Menteri Ketenagakerjaan (Menaker) Yassierli menyatakan bahwa pemerintah berkomitmen menyiapkan program tersebut dengan sebaik-baiknya. Langkah ini diambil untuk memperkuat daya saing tenaga kerja di tengah dinamika ekonomi nasional.
“Tentu langkah nan sudah dan sedang kami lakukan adalah menyiapkan program dengan sebaik-baiknya,” ujar Yassierli dalam konvensi pers di Jakarta, Senin (22/6).
Selain training vokasi, pemerintah melanjutkan program Magang Nasional (MagangHub) angkatan kedua tahun 2026. Target peserta magang mencapai 150 ribu orang sepanjang tahun ini, dengan agenda penyelenggaraan nan direncanakan mulai melangkah pada Juli 2026.
Khusus untuk program magang dan vokasi, pemerintah telah menyiapkan anggaran sekitar Rp6,26 triliun pada semester II 2026. Dana tersebut merupakan bagian dari total stimulus ekonomi paruh kedua tahun ini nan mencapai Rp26,34 triliun.
Menteri Koordinator Bidang Perekonomian, Airlangga Hartarto, merinci bahwa total stimulus tersebut mencakup insentif transportasi sebesar Rp2,04 triliun, anggaran magang dan vokasi Rp6,26 triliun, serta support pangan senilai Rp18,04 triliun.

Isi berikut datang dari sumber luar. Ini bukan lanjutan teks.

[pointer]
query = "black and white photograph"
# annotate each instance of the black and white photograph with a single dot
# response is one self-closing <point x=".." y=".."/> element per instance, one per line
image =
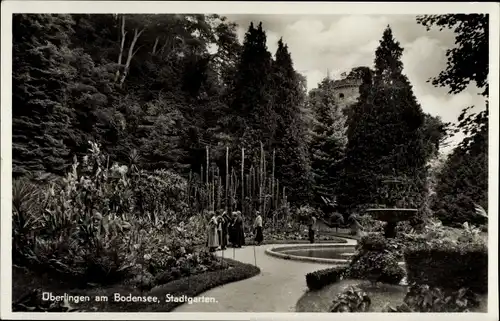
<point x="290" y="159"/>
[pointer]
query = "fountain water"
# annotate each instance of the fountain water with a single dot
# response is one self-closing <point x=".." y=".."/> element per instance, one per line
<point x="392" y="214"/>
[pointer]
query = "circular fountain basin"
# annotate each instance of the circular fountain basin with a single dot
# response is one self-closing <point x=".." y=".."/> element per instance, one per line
<point x="337" y="254"/>
<point x="392" y="215"/>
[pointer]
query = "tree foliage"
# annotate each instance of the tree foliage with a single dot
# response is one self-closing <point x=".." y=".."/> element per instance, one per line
<point x="463" y="181"/>
<point x="386" y="133"/>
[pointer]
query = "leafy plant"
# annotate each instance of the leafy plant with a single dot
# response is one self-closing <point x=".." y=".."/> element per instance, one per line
<point x="422" y="298"/>
<point x="376" y="266"/>
<point x="321" y="278"/>
<point x="351" y="300"/>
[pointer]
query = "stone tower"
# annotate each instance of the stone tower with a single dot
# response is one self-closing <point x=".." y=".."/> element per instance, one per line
<point x="346" y="91"/>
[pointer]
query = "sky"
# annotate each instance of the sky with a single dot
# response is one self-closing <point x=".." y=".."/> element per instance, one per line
<point x="337" y="43"/>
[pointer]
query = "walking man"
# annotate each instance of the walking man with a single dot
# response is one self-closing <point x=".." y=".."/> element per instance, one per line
<point x="257" y="226"/>
<point x="312" y="228"/>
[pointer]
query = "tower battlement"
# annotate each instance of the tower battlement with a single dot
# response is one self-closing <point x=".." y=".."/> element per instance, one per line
<point x="343" y="83"/>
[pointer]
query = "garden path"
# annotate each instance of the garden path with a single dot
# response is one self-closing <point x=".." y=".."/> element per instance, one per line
<point x="277" y="288"/>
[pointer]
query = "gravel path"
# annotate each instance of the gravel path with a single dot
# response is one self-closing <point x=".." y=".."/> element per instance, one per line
<point x="276" y="289"/>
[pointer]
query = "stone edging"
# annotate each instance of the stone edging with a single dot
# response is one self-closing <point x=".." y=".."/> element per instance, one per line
<point x="274" y="253"/>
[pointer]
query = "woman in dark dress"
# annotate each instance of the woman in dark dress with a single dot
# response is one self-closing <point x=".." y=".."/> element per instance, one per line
<point x="232" y="229"/>
<point x="257" y="225"/>
<point x="239" y="236"/>
<point x="224" y="230"/>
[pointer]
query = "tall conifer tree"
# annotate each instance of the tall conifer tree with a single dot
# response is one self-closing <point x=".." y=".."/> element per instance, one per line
<point x="386" y="134"/>
<point x="292" y="162"/>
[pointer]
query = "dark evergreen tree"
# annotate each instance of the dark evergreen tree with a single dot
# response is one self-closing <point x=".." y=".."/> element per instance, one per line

“Jadi total stimulus nan dikeluarkan oleh pemerintah untuk di semester II ini nilainya sekitar Rp26,34 triliun. Program magang dan vokasi diharapkan dapat menjadi penggerak perekonomian di masyarakat,” kata Airlangga.
Pada angkatan kedua ini, pemerintah bakal melakukan penyempurnaan, termasuk integrasi sertifikasi kompetensi dari Badan Nasional Sertifikasi Profesi (BNSP). Peserta magang juga bakal mendapatkan duit saku setara bayaran minimum serta perlindungan agunan sosial ketenagakerjaan (JKK dan JKM).
Sebagai informasi, Program Magang Nasional 2025 sebelumnya telah diikuti oleh 102,6 ribu peserta dengan melibatkan 8.048 perusahaan dan lembaga pemerintah di seluruh Indonesia.